I have two GPUs and during training, I’m getting below exception.

/cuda/IndexKernel.cu:92: operator(): block: [98,0,0], thread: [64,0,0] Assertion `-sizes[i] <= index && index < sizes[i] && "index out of bounds"` failed.
/cuda/IndexKernel.cu:92: operator(): block: [98,0,0], thread: [65,0,0] Assertion `-sizes[i] <= index && index < sizes[i] && "index out of bounds"` failed.
/cuda/IndexKernel.cu:92: operator(): block: [98,0,0], thread: [66,0,0] Assertion `-sizes[i] <= index && index < sizes[i] && "index out of bounds"` failed.
/cuda/IndexKernel.cu:92: operator(): block: [98,0,0], thread: [67,0,0] Assertion `-sizes[i] <= index && index < sizes[i] && "index out of bounds"` failed.
/cuda/IndexKernel.cu:92: operator(): block: [98,0,0], thread: [68,0,0] Assertion `-sizes[i] <= index && index < sizes[i] && "index out of bounds"` failed.
/cuda/IndexKernel.cu:92: operator(): block: [98,0,0], thread: [69,0,0] Assertion `-sizes[i] <= index && index < sizes[i] && "index out of bounds"` failed.
/cuda/IndexKernel.cu:92: operator(): block: [98,0,0], thread: [70,0,0] Assertion `-sizes[i] <= index && index < sizes[i] && "index out of bounds"` failed.
/cuda/IndexKernel.cu:92: operator(): block: [98,0,0], thread: [71,0,0] Assertion `-sizes[i] <= index && index < sizes[i] && "index out of bounds"` failed.
/cuda/IndexKernel.cu:92: operator(): block: [98,0,0], thread: [72,0,0] Assertion `-sizes[i] <= index && index < sizes[i] && "index out of bounds"` failed.

trainer.train()
  File "/python3.12/site-packages/transformers/trainer.py", line 1539, in train
    return inner_training_loop(
           ^^^^^^^^^^^^^^^^^^^^

I’m using Trainer from Transformers Library.

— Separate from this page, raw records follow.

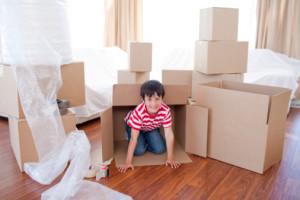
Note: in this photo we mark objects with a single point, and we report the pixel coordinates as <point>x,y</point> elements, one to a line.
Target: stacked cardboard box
<point>73,89</point>
<point>217,54</point>
<point>139,62</point>
<point>246,122</point>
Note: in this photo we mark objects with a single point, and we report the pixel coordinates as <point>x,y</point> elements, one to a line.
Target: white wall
<point>87,23</point>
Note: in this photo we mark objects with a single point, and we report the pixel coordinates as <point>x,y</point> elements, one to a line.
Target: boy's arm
<point>170,145</point>
<point>130,151</point>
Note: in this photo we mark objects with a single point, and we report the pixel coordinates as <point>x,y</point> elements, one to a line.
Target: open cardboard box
<point>186,126</point>
<point>73,88</point>
<point>246,124</point>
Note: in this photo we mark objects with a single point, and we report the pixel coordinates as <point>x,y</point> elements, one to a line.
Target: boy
<point>142,126</point>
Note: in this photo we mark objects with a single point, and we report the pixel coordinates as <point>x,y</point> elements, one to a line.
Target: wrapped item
<point>35,43</point>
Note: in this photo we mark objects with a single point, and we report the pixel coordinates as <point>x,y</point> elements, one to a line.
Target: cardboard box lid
<point>129,94</point>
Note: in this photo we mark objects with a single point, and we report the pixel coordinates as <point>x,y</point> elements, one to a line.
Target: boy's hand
<point>124,167</point>
<point>173,163</point>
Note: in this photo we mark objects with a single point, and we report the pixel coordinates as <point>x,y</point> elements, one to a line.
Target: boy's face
<point>153,103</point>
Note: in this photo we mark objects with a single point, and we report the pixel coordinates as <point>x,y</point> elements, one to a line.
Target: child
<point>142,126</point>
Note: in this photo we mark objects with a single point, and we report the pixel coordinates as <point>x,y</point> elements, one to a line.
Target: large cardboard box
<point>218,24</point>
<point>73,88</point>
<point>114,144</point>
<point>246,124</point>
<point>140,56</point>
<point>221,57</point>
<point>22,141</point>
<point>177,77</point>
<point>128,77</point>
<point>200,78</point>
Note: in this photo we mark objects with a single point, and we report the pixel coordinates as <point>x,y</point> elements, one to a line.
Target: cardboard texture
<point>114,142</point>
<point>22,140</point>
<point>128,77</point>
<point>218,24</point>
<point>246,123</point>
<point>200,78</point>
<point>140,56</point>
<point>177,77</point>
<point>73,88</point>
<point>297,92</point>
<point>196,130</point>
<point>221,57</point>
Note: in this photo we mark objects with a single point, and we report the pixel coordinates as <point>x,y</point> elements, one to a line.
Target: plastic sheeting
<point>34,42</point>
<point>266,67</point>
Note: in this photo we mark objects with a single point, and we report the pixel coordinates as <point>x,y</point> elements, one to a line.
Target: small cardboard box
<point>140,56</point>
<point>114,143</point>
<point>22,141</point>
<point>128,77</point>
<point>246,124</point>
<point>200,78</point>
<point>178,77</point>
<point>73,88</point>
<point>218,24</point>
<point>221,57</point>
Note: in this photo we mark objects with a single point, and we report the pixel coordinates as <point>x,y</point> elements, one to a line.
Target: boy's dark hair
<point>150,87</point>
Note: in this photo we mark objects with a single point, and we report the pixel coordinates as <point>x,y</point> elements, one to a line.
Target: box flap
<point>276,132</point>
<point>73,87</point>
<point>196,130</point>
<point>107,140</point>
<point>176,94</point>
<point>129,94</point>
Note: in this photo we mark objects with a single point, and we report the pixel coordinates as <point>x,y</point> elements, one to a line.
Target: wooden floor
<point>204,178</point>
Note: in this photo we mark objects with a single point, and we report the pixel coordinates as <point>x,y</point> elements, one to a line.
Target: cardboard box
<point>221,57</point>
<point>297,92</point>
<point>22,141</point>
<point>128,77</point>
<point>246,124</point>
<point>177,77</point>
<point>218,24</point>
<point>114,143</point>
<point>73,88</point>
<point>200,78</point>
<point>140,56</point>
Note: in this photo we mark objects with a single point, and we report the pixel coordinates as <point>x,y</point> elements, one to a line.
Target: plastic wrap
<point>35,43</point>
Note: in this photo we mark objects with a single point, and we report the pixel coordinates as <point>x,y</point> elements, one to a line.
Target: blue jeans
<point>151,140</point>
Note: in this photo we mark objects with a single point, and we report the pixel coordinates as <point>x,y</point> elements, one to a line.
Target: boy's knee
<point>159,150</point>
<point>139,151</point>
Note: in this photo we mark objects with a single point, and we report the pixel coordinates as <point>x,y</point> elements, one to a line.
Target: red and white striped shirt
<point>140,119</point>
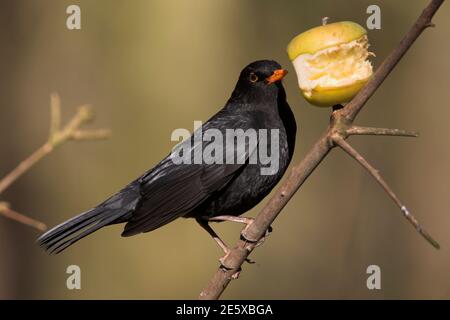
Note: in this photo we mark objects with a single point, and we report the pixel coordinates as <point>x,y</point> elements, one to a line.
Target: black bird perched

model.is_parallelizable = True
model.model_parallel = True

Can someone please help me with this?

Thanks.

The error points to an indexing error which is most likely caused by an embedding receiving an input containing out-of-bounds values.

Thanks for the reply @ptrblck.

How can I track and resolve this issue/

Thanks.

Rerun your code with blocking launches via CUDA_LAUNCH_BLOCKING=1 as described in your error message (which is missing here) and isolate the failing operation. Once done, check the inputs and the min/max values and make sure they are valid.